Dr. Adella Garland, Valley Medical Center’s trauma medical director, who has worked at the hospital since 1999, said the hospital had roughly a 4% to 8% annual increase in trauma cases.

“This uptick (last year) definitely had to do with the abrupt closure of a trauma center in our county,” she said.

HCA Healthcare, one of the largest for-profit hospital chains in the nation, announced in early 2024 that it would close Regional Medical Center’s Level II trauma center later that year. It led to a more-than-year-long battle to preserve critical life-saving care on the East Side that ended with Santa Clara County purchasing the hospital from the health care giant for $150 million. The county took over operations and reopened the trauma center in April.

“There is a population in East San Jose who needs not only trauma services but other critical medical services, and they need to be able to get to a hospital,” Garland said of Regional Medical Center. “A lot of a neighbors in the East Side, it can take hours on a bus to get to us.”

Of the seven Bay Area trauma centers included in the data, only two hospitals in addition to Valley Medical had an increase in trauma patients from 2023 to 2024. Stanford saw a 4.5% increase, while John Muir Medical Center in Walnut Creek saw a 2.3% uptick.

Regional Medical Center, with the partial year closure of its trauma center, saw the sharpest decline with 49% fewer trauma cases in 2024 than the year prior. Zuckerberg San Francisco General Hospital and Highland Hospital in Oakland — the remaining Level I trauma centers in the Bay Area — saw a 14.2% and 4.8% decrease, respectively.

Meanwhile, Santa Clara County is bracing for $4.4 billion in lost revenue through the 2029-2030 fiscal year due to federal cuts — largely to Medicaid, which will disproportionately impact the health care system as the program makes up more than 50% of the system’s revenues. The county will be asking voters in November to approve a five-eights-of-a-cent sales tax increase to help backfill some of the lost dollars.

“Santa Clara Valley Healthcare is the backbone of safety net and emergency care for our community, providing critical, high-quality care at moments of tremendous crisis and need,” County Executive James Williams said in a statement. “As a Level 1 Trauma Center, Valley Medical Center plays an essential role in providing life-saving care to everyone in our community.

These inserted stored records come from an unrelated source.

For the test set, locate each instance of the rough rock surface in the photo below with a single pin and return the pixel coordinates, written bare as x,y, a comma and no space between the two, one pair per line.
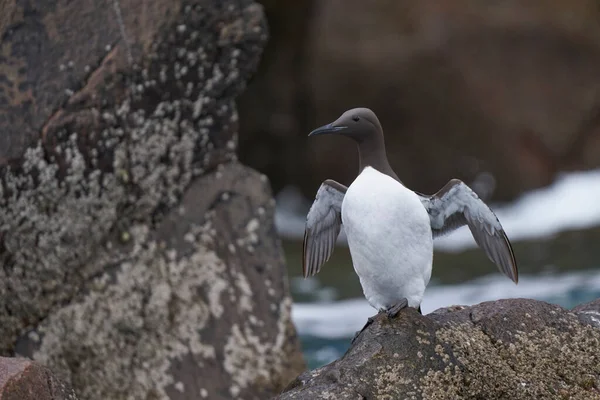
22,379
508,349
138,256
463,88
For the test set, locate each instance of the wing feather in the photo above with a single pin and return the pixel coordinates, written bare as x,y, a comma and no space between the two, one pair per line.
456,205
323,225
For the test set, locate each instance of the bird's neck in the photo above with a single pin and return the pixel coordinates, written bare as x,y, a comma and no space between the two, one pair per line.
372,153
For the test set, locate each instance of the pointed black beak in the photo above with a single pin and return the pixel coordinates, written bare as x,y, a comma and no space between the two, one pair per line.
325,129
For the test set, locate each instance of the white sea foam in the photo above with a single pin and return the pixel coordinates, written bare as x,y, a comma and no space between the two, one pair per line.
343,318
569,203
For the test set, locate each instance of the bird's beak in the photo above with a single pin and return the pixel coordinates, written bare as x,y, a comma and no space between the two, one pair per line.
325,129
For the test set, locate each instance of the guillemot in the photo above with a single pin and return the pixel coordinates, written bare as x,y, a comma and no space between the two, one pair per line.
390,228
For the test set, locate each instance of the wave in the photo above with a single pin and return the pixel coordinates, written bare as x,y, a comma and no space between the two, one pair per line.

The need for accessible, readily available trauma services is more important than ever.”

Garland told the Bay Area News Group that Valley Medical Center’s trauma volume has started to fall slightly since the county purchased Regional Medical Center, but not quite to the numbers it saw in 2023.

“This hospital has been here since the 1880s in some form or another and the county facilities that we know for 175 years. It’s just such an important part of the Valley,” she said. “It is uniquely focused on really bringing a high-quality of care for both emergency services and elective medical services to this Valley. I would consider it unmatched.”